If you are just starting with redis, beware that the entire dataset is held in memory, and memory is much more precious than disk. Don't just throw everything you can at it just because it's fast.
ARDB[1] seems like a good choice if you want the convenience of Redis and disk persistence. It is like a Redis that's backed by Facebook's RocksDB. The redis protocol support of ARDB is pretty good.
When I've used Redis, I've turned disk persistence off. This is for cases where (a) consistent performance is more important than being able to recover data (like when the data expires or otherwise is used quickly, and not needed for long), and for online operations failing to a replicated slave is a more robust solution than trying to relaunch a single node and have it read data back from disk (which doesn't help you if the machine itself dies). Or, (b), the long-term persistence is handled in a separate layer that's written to separately and the Redis instances are just used for fast on-line usage (again with slaves set up to avoid losing the data from memory entirely).
You can do SQL in pure memory too, but for the use cases I've had for redis, there isn't need for a schema or firm transaction guarantees, etc, so the setup and operational simplicity of Redis wins out.
I know many of you will be well aware of how one can use redis. This is targeted for the people like me (and many others) who have just entered into this field.

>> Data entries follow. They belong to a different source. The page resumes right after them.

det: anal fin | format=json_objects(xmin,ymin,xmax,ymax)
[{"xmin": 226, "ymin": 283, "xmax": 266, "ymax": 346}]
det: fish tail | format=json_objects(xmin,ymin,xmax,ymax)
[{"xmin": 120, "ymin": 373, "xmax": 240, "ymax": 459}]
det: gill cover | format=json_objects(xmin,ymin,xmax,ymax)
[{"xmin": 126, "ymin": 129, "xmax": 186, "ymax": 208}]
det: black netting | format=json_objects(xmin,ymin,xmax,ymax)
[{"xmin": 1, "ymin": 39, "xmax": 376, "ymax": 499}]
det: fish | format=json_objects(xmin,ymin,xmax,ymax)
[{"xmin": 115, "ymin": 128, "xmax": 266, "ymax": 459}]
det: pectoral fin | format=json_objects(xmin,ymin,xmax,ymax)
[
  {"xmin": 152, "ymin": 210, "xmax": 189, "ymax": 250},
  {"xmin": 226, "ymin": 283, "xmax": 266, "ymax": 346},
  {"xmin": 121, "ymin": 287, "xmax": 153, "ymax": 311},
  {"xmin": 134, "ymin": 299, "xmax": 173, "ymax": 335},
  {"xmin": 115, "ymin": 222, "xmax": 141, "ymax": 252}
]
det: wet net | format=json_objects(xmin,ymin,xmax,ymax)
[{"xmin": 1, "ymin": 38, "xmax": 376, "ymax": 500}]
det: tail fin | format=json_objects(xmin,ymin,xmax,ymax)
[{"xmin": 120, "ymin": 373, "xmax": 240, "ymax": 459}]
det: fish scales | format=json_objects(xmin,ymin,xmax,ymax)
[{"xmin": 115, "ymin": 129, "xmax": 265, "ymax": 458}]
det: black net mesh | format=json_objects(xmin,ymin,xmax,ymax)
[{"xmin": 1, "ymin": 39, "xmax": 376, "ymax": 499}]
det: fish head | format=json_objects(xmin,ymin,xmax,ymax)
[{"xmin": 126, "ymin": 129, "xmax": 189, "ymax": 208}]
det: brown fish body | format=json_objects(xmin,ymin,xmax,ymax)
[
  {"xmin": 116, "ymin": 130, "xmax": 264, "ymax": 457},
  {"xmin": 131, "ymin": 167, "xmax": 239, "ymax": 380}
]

The hyperloglog command set has been added to Redis since this post. Hyperloglog is useful for estimating the number of unique X over a time period w/o needing to keep track of each X. So, e.g. an easy way to estimate your daily active users.
Good use case explaination for Redis. But how would you do this for a production system with 100M users. If there are over 10M users logged on at the same time you cache would be of size 10M*5000 IDS? Or would each user have an individual live cache returned per session with 5000IDS.
The leaderboard example makes more sense as the top scorers number is the same throughout and the board can be updated real time.
Any time you have per user data you have an a clear shard key. i.e. instead of one Redis instance you have 100 where each serves a subset of users. In practice sharding isn't quite so simple but having a clear boundary makes it fairly easy to manage.
I don't think that solution is viable within the constraints the parent post is talking about. There are many problems that come up with millions of users. Proper load balancing in that case is not simple and mostly dependent on the business logic.
I used Redis in many high scale applications and it has been working very well so far.
Primarily we use it as a cache backend, and also as a temporary storage for processing data (the expire feature plays very nicely).
in a recent project I was trying to store more information in Redis (such as view counts etc..) but faced the problem of querying the data later (as it relies mainly on keys/regexp).